The Gleaner

CVTA votes overwhelmingly in favour of strike action

Teachers with the Chateauguay Valley Teachers Association (CVTA) have added their voices to a resounding demand for change they hope will resonate with the provincial government.

CVTA members voted 99 per cent in favour of strike action during a virtual assembly on October 11, which CVTA president Nick Ross suggests is the highest result he can remember in the association’s history.

The meeting was attended by François Breault, the lead negotiator for the Quebec Provincial Association of Teachers (QPAT) which represents the CVTA and is affiliated with the Central des syndicats du Québec (CSQ), who provided an overview of the negotiations process to date. Ross says the presentation gave members “a very clear understanding of what is going on and not going on so far at the negotiation tables.”

QPAT is part of what is being called the “Front commun” for this round of public sector negotiations. It groups together the CSQ, CSN, APTS, and FTQ labour federations and collectively represents over 420,000 workers in the education, health, and social services sectors.

The decision whether to launch strike action as far as an unlimited general walkout is not being taken lightly. Union members across the common front have been voting during general assemblies since September, with 95 per cent returning a positive vote to strike. The Front commun says the mandate to initiate strike action is historic and without precedent over the past 50 years.

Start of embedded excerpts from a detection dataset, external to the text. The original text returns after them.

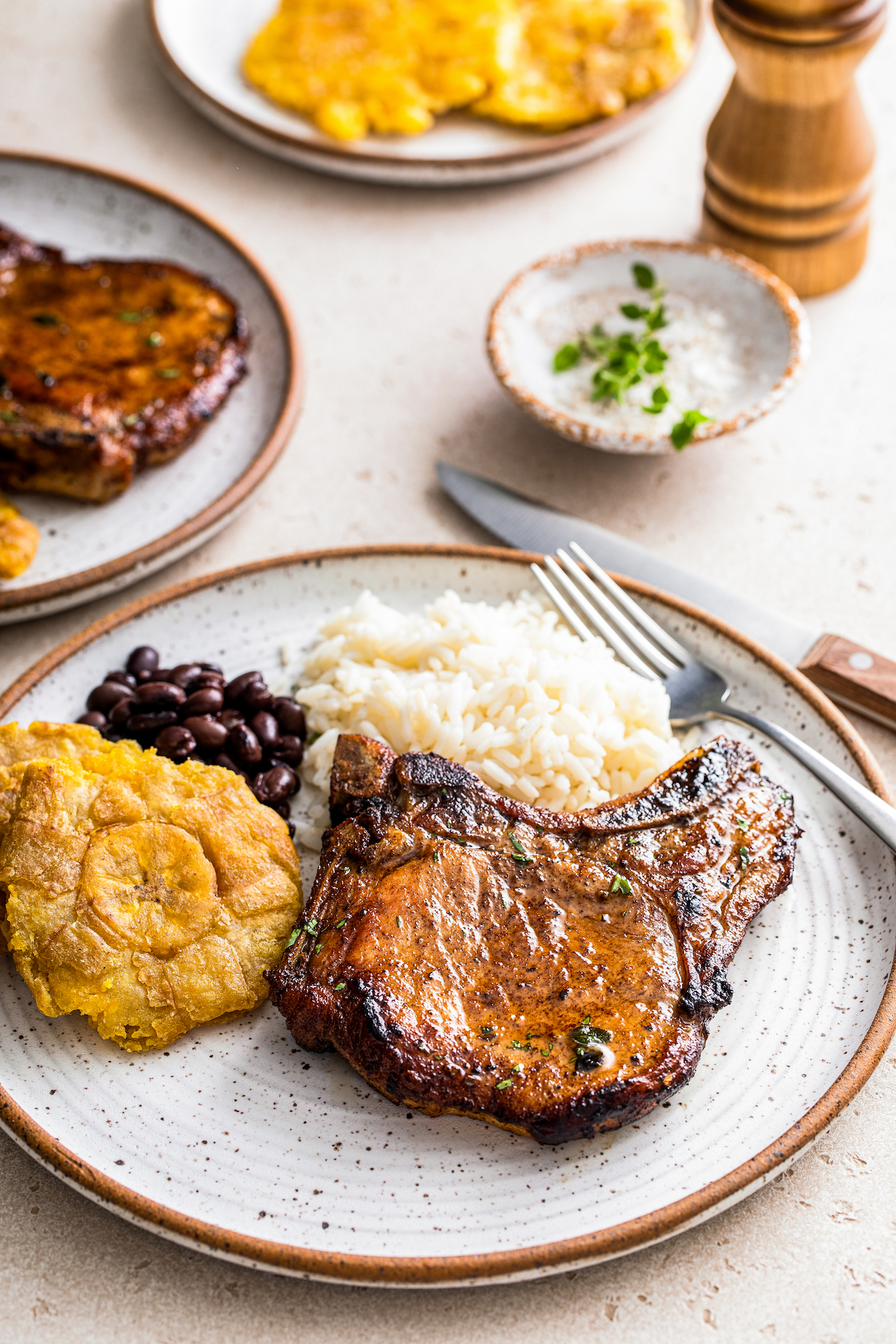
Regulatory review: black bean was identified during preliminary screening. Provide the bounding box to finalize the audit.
[252,765,298,803]
[249,709,279,751]
[125,644,158,676]
[271,695,308,742]
[125,709,177,734]
[181,685,224,719]
[109,695,134,724]
[87,682,131,714]
[227,723,262,765]
[239,682,274,718]
[104,672,137,691]
[183,716,230,753]
[169,662,203,691]
[153,723,196,761]
[224,672,264,704]
[271,732,305,766]
[217,709,246,732]
[78,709,106,729]
[134,682,187,709]
[215,751,249,780]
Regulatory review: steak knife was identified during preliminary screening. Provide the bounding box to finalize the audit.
[438,462,896,729]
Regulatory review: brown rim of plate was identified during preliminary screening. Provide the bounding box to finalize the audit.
[485,238,809,453]
[146,0,706,171]
[0,544,896,1287]
[0,149,305,612]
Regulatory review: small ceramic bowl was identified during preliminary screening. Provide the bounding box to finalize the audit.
[488,239,810,453]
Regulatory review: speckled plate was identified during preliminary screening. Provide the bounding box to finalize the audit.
[0,547,896,1287]
[0,153,302,625]
[486,238,810,453]
[146,0,703,187]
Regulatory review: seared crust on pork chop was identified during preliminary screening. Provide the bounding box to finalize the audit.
[269,735,799,1144]
[0,227,247,503]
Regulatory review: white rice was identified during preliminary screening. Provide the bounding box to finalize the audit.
[294,590,681,843]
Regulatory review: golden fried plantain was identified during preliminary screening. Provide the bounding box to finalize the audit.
[0,494,40,579]
[0,721,143,954]
[0,743,302,1051]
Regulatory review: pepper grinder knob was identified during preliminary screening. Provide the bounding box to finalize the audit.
[701,0,886,297]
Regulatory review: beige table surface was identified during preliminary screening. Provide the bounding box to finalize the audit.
[0,0,896,1344]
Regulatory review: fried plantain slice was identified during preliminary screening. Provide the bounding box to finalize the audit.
[0,721,143,954]
[0,743,302,1051]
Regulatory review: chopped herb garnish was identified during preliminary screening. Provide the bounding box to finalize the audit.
[553,346,582,373]
[641,383,672,415]
[570,1023,612,1054]
[553,262,712,449]
[669,410,712,447]
[511,832,533,864]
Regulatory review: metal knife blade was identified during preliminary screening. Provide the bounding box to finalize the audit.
[438,462,822,665]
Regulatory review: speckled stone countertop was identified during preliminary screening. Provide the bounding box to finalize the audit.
[0,0,896,1344]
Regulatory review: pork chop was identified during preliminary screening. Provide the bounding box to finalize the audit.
[269,735,799,1144]
[0,227,247,503]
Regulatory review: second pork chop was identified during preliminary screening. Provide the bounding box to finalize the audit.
[269,735,799,1144]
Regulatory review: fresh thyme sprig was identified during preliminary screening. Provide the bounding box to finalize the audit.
[553,261,712,449]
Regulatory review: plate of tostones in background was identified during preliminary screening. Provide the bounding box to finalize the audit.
[0,546,896,1287]
[146,0,703,187]
[0,153,302,625]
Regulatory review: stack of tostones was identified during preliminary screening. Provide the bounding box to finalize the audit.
[0,724,302,1051]
[244,0,693,140]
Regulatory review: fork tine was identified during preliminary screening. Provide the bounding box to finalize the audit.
[558,547,679,676]
[532,555,659,682]
[570,541,691,667]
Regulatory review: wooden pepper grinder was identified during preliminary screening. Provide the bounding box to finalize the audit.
[703,0,884,296]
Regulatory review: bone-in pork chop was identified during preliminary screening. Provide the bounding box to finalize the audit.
[0,227,246,503]
[269,735,799,1144]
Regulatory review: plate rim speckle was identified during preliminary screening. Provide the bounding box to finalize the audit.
[145,0,706,187]
[0,544,896,1287]
[0,149,305,623]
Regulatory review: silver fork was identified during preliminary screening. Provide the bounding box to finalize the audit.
[532,541,896,850]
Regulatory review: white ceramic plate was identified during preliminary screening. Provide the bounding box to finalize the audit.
[488,238,810,453]
[0,547,896,1285]
[0,155,301,625]
[146,0,703,187]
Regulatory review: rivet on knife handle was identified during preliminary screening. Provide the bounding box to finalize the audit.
[799,635,896,729]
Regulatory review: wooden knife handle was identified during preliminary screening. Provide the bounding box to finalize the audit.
[799,635,896,729]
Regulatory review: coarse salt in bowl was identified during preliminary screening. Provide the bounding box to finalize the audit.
[488,239,810,453]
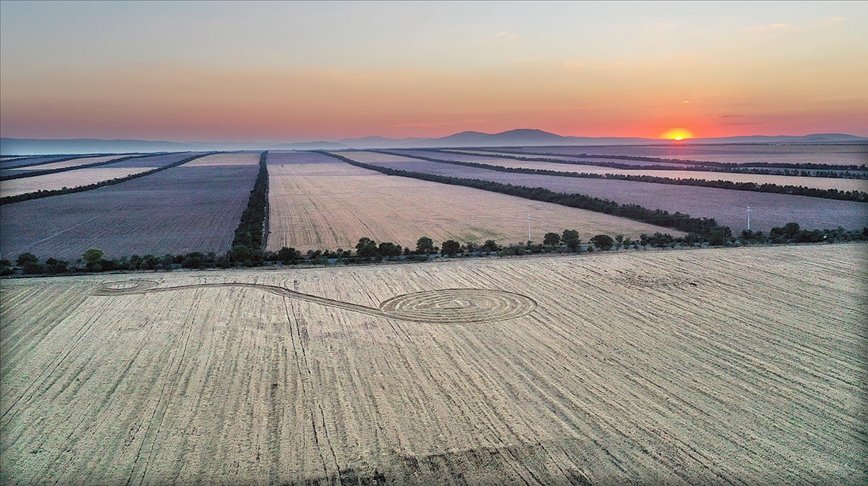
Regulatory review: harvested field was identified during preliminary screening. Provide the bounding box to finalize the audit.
[0,244,868,484]
[341,151,868,232]
[0,155,131,176]
[0,152,204,197]
[413,151,868,192]
[267,152,681,251]
[0,153,259,259]
[495,143,868,165]
[0,167,152,197]
[0,155,70,170]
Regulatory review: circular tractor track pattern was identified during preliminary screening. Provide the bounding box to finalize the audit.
[93,279,537,324]
[380,289,536,324]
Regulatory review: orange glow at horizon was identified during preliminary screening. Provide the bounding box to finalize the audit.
[660,128,693,142]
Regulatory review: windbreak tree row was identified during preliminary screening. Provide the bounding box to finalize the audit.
[0,152,215,205]
[0,152,165,181]
[231,150,268,262]
[320,151,721,237]
[454,149,866,172]
[384,150,868,202]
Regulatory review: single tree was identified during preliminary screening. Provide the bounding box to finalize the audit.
[81,248,104,267]
[543,233,561,246]
[482,240,500,251]
[561,230,581,251]
[15,252,39,268]
[379,241,401,257]
[591,235,615,250]
[441,240,461,257]
[416,236,434,253]
[356,237,380,258]
[277,246,301,265]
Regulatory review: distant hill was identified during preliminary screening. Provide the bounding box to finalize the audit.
[0,128,868,155]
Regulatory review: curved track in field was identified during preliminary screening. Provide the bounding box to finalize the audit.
[93,280,537,324]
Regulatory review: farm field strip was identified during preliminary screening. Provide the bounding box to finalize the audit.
[335,151,868,233]
[0,167,151,197]
[0,153,205,197]
[0,153,259,259]
[479,144,868,165]
[0,155,132,176]
[410,151,868,192]
[267,152,680,251]
[440,149,694,170]
[0,244,868,484]
[0,155,76,170]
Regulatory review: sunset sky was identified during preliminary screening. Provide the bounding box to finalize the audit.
[0,1,868,141]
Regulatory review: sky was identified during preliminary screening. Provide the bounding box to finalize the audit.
[0,0,868,142]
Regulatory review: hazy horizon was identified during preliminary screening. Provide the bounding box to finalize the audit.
[0,1,868,142]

The unions suggest the strength of the mandate reveals a lot about what workers employed in public services are currently feeling.

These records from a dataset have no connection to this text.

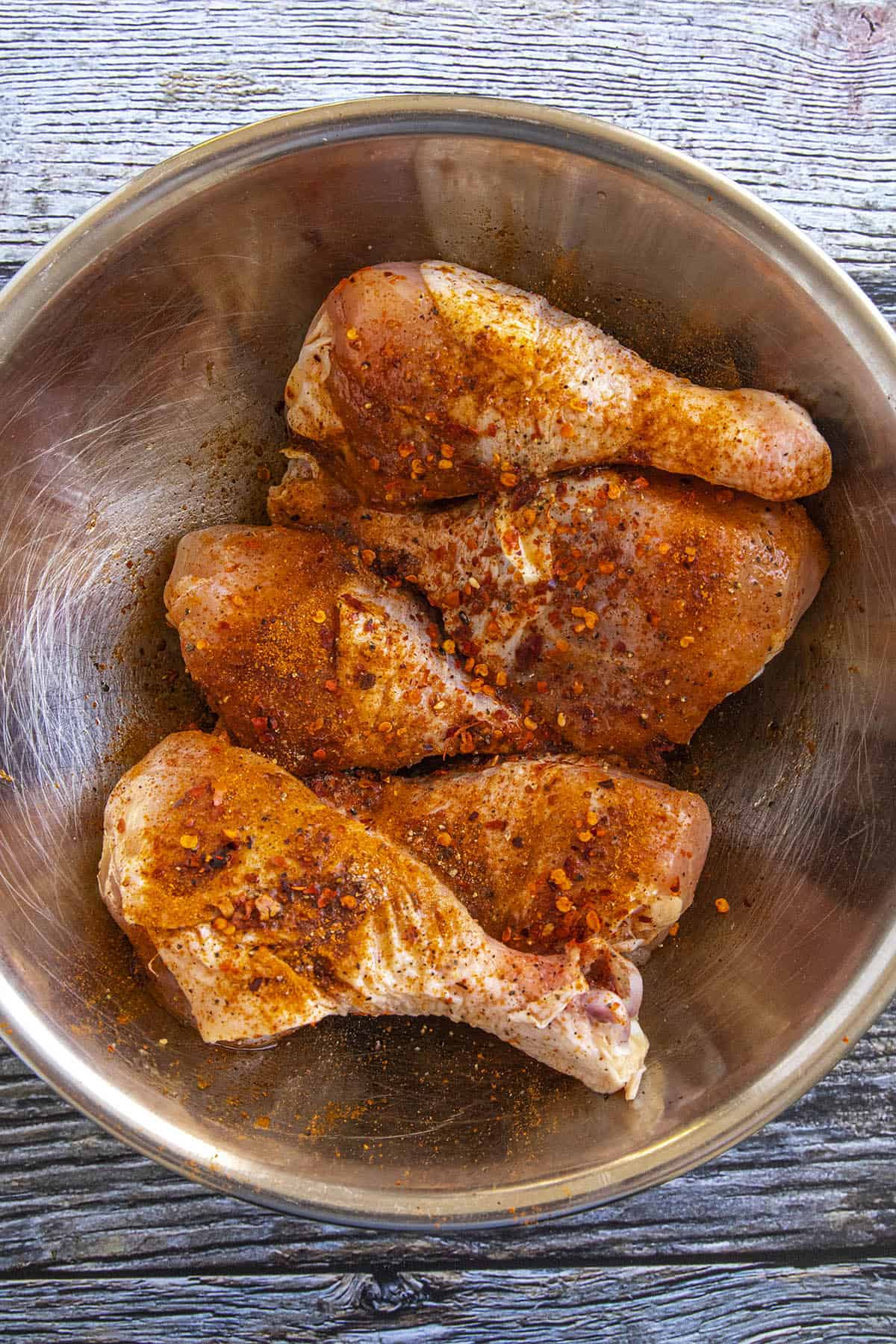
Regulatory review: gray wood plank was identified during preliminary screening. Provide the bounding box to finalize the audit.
[0,0,896,272]
[0,1005,896,1274]
[0,0,896,1301]
[0,1260,896,1344]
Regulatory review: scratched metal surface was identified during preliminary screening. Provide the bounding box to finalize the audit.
[0,5,892,1339]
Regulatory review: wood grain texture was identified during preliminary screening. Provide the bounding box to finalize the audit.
[0,0,896,273]
[0,1007,896,1275]
[0,1260,896,1344]
[0,0,896,1328]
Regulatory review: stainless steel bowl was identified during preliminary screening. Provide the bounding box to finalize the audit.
[0,98,896,1226]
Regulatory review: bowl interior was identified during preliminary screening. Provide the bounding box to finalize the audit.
[0,116,896,1223]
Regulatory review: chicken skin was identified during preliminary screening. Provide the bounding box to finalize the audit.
[99,732,647,1097]
[284,261,830,509]
[311,756,711,959]
[165,526,535,776]
[269,452,827,762]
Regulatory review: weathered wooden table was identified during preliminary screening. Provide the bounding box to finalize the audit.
[0,0,896,1344]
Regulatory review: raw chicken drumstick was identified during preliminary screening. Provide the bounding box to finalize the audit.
[165,526,533,774]
[284,261,830,509]
[99,732,647,1097]
[311,756,711,959]
[269,452,827,761]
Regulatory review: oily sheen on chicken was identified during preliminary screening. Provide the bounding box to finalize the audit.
[311,756,711,961]
[165,526,533,774]
[99,731,647,1097]
[284,261,830,509]
[269,452,827,761]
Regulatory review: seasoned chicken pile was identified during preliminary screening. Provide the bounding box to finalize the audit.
[99,262,830,1098]
[286,261,830,508]
[270,455,827,761]
[101,732,646,1092]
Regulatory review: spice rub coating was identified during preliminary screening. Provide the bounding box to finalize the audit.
[311,756,711,961]
[99,731,647,1095]
[284,261,830,509]
[269,453,827,762]
[165,526,535,774]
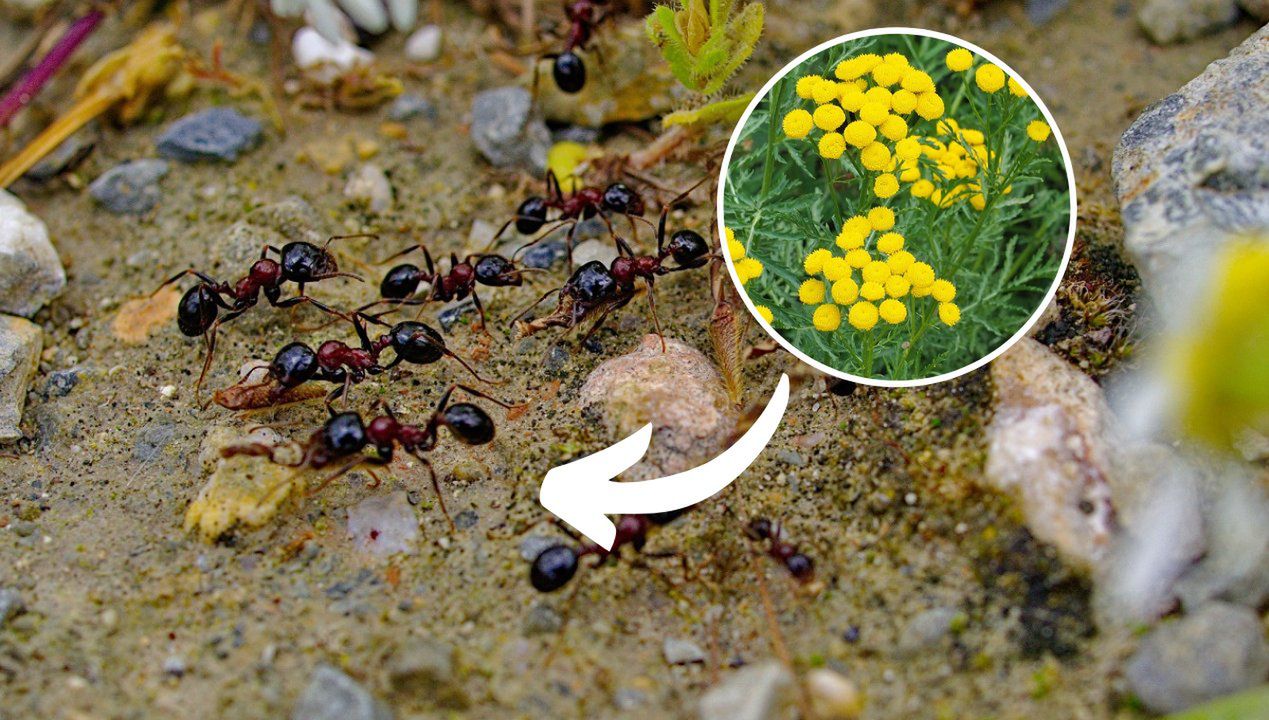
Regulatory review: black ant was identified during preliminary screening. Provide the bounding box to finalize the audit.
[216,312,496,410]
[221,385,513,528]
[151,235,373,394]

“Teachers are frustrated that negotiations are once again dragging on with the Quebec government and want to get a fair deal negotiated, so they can focus even more of their efforts on the students in their classrooms,” says Ross.

He highlights the fact that working conditions for teachers need to be improved if Quebec is going to be able to attract new teachers and retain those already in the profession. “There is a serious shortage of teachers right now, especially in the rural areas of the province like ours; the government needs to address this problem through negotiating a good contract with the teachers.”

At the moment, Quebec is offering a nine per cent increase over five years and a lump sum payment of $1,000 which falls well short of the government’s own inflation forecasts – meaning teachers will lose purchasing power over the life of the contract.

“The working conditions of the teachers are the learning conditions of the students, and the government needs to step up in order to ensure they set up the students in the province for as much success as possible,” says Ross.

“If the unions don’t see positive movement at the negotiation tables and are forced to initiate a strike action, it most likely wouldn’t happen until mid-November,” says Ross, who notes that if or when a strike mandate is announced, over 400,000 workers could walk off the job simultaneously. “This will have a huge impact on services across the province,” he states. “The government would be well served to try to avoid this.”